Publié le jeudi 21 mars 2013 - 19h14
En clôture du congrès de la Fédération nationale des producteurs de lait (FNPL), le 21 mars 2013 à Nantes (Loire-Atlantique), Thierry Roquefeuil, dans son premier discours de président, a rappelé au ministre de l'Agriculture les difficultés auxquelles l'élevage laitier est aujourd'hui confronté, appelant Stéphane Le Foll à « détailler et expliquer » le plan exceptionnel pour l'élevage, présenté en conseil des ministres le 6 mars.
Dans sa réponse, le ministre de l'Agriculture a énuméré différents appuis décidés pour la filière laitière :
• Pour 2013, une enveloppe de 20 millions d'euros (issus de l'enveloppe des aides couplées) sera affectée aux récents installés et aux récents investisseurs (la même somme sera attribuée à la filière des bovins allaitants, et 4 M€ à la filière laitière caprine).
• Dans la contractualisation, la protection des jeunes installés sera améliorée grâce à une durée du contrat plus longue et une possibilité de résiliation unilatérale à leur bénéfice.
• Le ministère veillera aussi au rééquilibrage des clauses de sauvegarde en faveur des producteurs.
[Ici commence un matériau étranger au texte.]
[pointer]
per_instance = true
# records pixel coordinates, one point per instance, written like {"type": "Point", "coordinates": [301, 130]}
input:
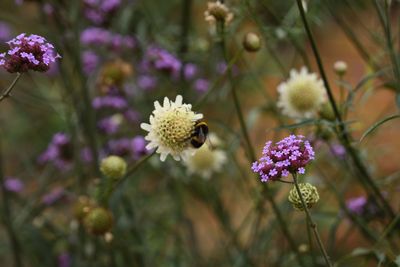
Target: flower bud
{"type": "Point", "coordinates": [340, 67]}
{"type": "Point", "coordinates": [251, 42]}
{"type": "Point", "coordinates": [98, 221]}
{"type": "Point", "coordinates": [113, 167]}
{"type": "Point", "coordinates": [309, 194]}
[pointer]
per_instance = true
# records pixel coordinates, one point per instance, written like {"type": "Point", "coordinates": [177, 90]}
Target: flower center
{"type": "Point", "coordinates": [175, 128]}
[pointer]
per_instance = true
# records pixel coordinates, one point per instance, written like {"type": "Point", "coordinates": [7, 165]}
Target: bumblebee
{"type": "Point", "coordinates": [199, 135]}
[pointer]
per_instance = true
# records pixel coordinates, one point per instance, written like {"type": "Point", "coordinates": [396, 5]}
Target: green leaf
{"type": "Point", "coordinates": [377, 124]}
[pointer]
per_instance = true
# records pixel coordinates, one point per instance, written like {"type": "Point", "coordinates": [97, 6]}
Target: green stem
{"type": "Point", "coordinates": [15, 246]}
{"type": "Point", "coordinates": [7, 92]}
{"type": "Point", "coordinates": [184, 39]}
{"type": "Point", "coordinates": [108, 186]}
{"type": "Point", "coordinates": [310, 244]}
{"type": "Point", "coordinates": [252, 157]}
{"type": "Point", "coordinates": [312, 224]}
{"type": "Point", "coordinates": [343, 136]}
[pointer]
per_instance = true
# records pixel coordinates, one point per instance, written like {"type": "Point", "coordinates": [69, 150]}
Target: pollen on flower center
{"type": "Point", "coordinates": [174, 128]}
{"type": "Point", "coordinates": [171, 126]}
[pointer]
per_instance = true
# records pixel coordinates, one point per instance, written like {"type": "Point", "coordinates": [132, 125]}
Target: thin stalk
{"type": "Point", "coordinates": [184, 39]}
{"type": "Point", "coordinates": [312, 224]}
{"type": "Point", "coordinates": [343, 136]}
{"type": "Point", "coordinates": [15, 246]}
{"type": "Point", "coordinates": [7, 92]}
{"type": "Point", "coordinates": [108, 186]}
{"type": "Point", "coordinates": [252, 156]}
{"type": "Point", "coordinates": [310, 244]}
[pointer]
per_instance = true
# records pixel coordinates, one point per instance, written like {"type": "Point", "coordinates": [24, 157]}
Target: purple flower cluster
{"type": "Point", "coordinates": [101, 37]}
{"type": "Point", "coordinates": [31, 52]}
{"type": "Point", "coordinates": [59, 152]}
{"type": "Point", "coordinates": [5, 32]}
{"type": "Point", "coordinates": [289, 155]}
{"type": "Point", "coordinates": [98, 11]}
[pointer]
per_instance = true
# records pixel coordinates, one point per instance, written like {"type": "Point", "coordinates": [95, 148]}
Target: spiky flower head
{"type": "Point", "coordinates": [340, 67]}
{"type": "Point", "coordinates": [302, 95]}
{"type": "Point", "coordinates": [171, 126]}
{"type": "Point", "coordinates": [251, 42]}
{"type": "Point", "coordinates": [98, 221]}
{"type": "Point", "coordinates": [113, 167]}
{"type": "Point", "coordinates": [206, 160]}
{"type": "Point", "coordinates": [308, 192]}
{"type": "Point", "coordinates": [31, 52]}
{"type": "Point", "coordinates": [217, 11]}
{"type": "Point", "coordinates": [290, 155]}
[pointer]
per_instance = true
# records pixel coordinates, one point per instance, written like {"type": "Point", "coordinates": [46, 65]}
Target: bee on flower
{"type": "Point", "coordinates": [208, 159]}
{"type": "Point", "coordinates": [171, 128]}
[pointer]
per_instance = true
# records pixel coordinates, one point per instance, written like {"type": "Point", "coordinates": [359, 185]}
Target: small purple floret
{"type": "Point", "coordinates": [289, 155]}
{"type": "Point", "coordinates": [26, 53]}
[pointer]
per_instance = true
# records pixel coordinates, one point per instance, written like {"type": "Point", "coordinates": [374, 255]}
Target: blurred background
{"type": "Point", "coordinates": [118, 57]}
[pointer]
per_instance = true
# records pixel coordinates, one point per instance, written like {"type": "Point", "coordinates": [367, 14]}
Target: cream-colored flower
{"type": "Point", "coordinates": [206, 160]}
{"type": "Point", "coordinates": [217, 11]}
{"type": "Point", "coordinates": [170, 128]}
{"type": "Point", "coordinates": [302, 95]}
{"type": "Point", "coordinates": [340, 67]}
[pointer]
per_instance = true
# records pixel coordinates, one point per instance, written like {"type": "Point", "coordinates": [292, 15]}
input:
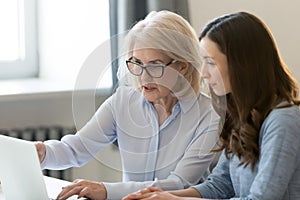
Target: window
{"type": "Point", "coordinates": [18, 49]}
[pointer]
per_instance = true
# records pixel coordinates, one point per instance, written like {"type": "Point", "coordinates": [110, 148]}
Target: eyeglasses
{"type": "Point", "coordinates": [153, 70]}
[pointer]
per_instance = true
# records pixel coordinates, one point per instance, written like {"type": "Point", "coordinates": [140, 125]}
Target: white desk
{"type": "Point", "coordinates": [53, 187]}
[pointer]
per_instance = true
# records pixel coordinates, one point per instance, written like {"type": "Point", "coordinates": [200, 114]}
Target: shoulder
{"type": "Point", "coordinates": [287, 116]}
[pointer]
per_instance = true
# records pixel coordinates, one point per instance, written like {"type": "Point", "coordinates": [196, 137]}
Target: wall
{"type": "Point", "coordinates": [282, 17]}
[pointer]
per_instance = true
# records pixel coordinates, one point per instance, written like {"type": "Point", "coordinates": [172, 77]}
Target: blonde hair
{"type": "Point", "coordinates": [171, 34]}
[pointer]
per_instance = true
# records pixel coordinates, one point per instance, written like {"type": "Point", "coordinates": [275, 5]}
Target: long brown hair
{"type": "Point", "coordinates": [259, 81]}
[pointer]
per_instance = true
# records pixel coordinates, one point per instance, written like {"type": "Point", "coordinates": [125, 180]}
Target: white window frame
{"type": "Point", "coordinates": [27, 66]}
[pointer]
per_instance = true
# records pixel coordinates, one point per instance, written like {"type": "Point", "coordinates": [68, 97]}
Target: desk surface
{"type": "Point", "coordinates": [53, 187]}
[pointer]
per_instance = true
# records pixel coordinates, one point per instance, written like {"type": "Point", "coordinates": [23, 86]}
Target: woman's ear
{"type": "Point", "coordinates": [184, 66]}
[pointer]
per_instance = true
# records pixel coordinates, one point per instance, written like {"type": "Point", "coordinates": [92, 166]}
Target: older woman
{"type": "Point", "coordinates": [165, 127]}
{"type": "Point", "coordinates": [260, 141]}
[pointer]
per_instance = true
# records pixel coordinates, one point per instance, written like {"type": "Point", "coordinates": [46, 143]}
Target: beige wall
{"type": "Point", "coordinates": [282, 17]}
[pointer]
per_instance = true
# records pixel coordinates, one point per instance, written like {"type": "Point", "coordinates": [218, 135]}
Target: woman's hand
{"type": "Point", "coordinates": [41, 150]}
{"type": "Point", "coordinates": [83, 188]}
{"type": "Point", "coordinates": [150, 193]}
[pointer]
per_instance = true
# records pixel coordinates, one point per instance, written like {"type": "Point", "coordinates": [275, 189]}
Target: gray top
{"type": "Point", "coordinates": [276, 175]}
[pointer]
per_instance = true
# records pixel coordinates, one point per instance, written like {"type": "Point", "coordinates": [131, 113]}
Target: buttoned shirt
{"type": "Point", "coordinates": [176, 152]}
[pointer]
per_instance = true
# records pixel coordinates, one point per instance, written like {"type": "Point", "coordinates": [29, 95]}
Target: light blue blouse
{"type": "Point", "coordinates": [177, 152]}
{"type": "Point", "coordinates": [276, 175]}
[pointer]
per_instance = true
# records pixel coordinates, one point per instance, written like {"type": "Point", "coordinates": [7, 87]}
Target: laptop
{"type": "Point", "coordinates": [20, 172]}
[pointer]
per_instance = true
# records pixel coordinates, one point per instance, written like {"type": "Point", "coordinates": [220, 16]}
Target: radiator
{"type": "Point", "coordinates": [41, 134]}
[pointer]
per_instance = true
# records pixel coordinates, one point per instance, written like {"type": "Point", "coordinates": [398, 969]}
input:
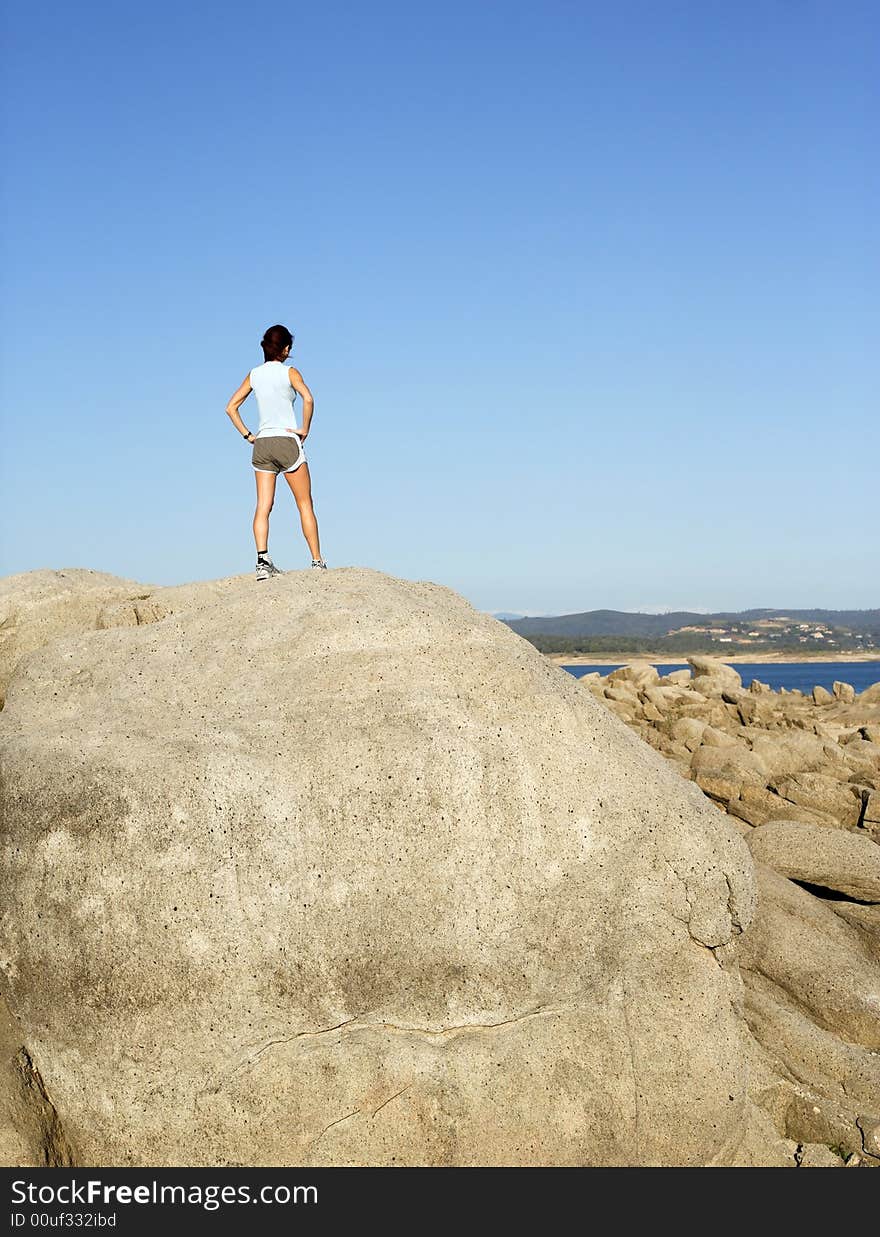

Il devrait ainsi être possible de revoir les modalités de calcul du prix du lait lors de forte hausse des coûts de production. Ce point sera élaboré en parallèle avec les modifications de la LME.
• Renforcer le pouvoir des OP pour renforcer leur capacité de négociation. Le ministère réfléchira aux moyens à mettre en œuvre pour les y aider.
• Pour les coopératives : les pouvoirs publics veilleront à ce que l'application de la contractualisation réponde aux exigences de la loi.
• Quant à l'aide couplée à la vache laitière, réclamée par la FNPL, la réponse du ministre est suspendue au taux de couplage des aides, qui fixera le budget disponible pour l'ensemble des aides couplées.
Stéphane Le Foll a aussi abordé le thème des relations commerciales. Il s'est engagé à organiser « rapidement » une table-ronde sur le sujet, réunissant l'ensemble de la filière, comme le demandait la FNPL. Il a aussi rappelé les assouplissements actés par les ministres de l'Agriculture de l'UE, négociés au début de la semaine à Bruxelles. Il a annoncé l'organisation d'une table-ronde par Dacian Ciolos sur la nécessaire régulation de la production laitière européenne après 2015.
En attendant, la FNPL et la FNSEA, par la voix de Xavier Beulin, annoncent que les mobilisations sur le thème de l'élevage vont se poursuivre dans les prochains jours, d'abord dans les régions, puis au niveau national, en prenant à témoin l'opinion publique.
Lait : un prix annuel de 328-330 €/1.000 l (estimations)
Le prix de base du lait devrait tourner autour de 328-330 €/1.000 l, en moyenne sur 2013, selon un représentant des industriels, qui s'appuie sur les indicateurs de marché publiés par l'interprofession laitière. Ce qui se traduirait par des prix de base autour de 292 €/1.000 l en avril et mai, de 332 € en juin et de 360 € en juillet-août.
Certains industriels, à l'instar de Bongrain, ont déjà annoncé des avances de trésorerie sur le premier semestre, remboursables sur les mois d'été, afin d'aider les producteurs. D'autres sont prêts à remettre en cause la saisonnalité, ce qui aboutirait finalement au même résultat, à savoir un lissage des prix sur le premier semestre.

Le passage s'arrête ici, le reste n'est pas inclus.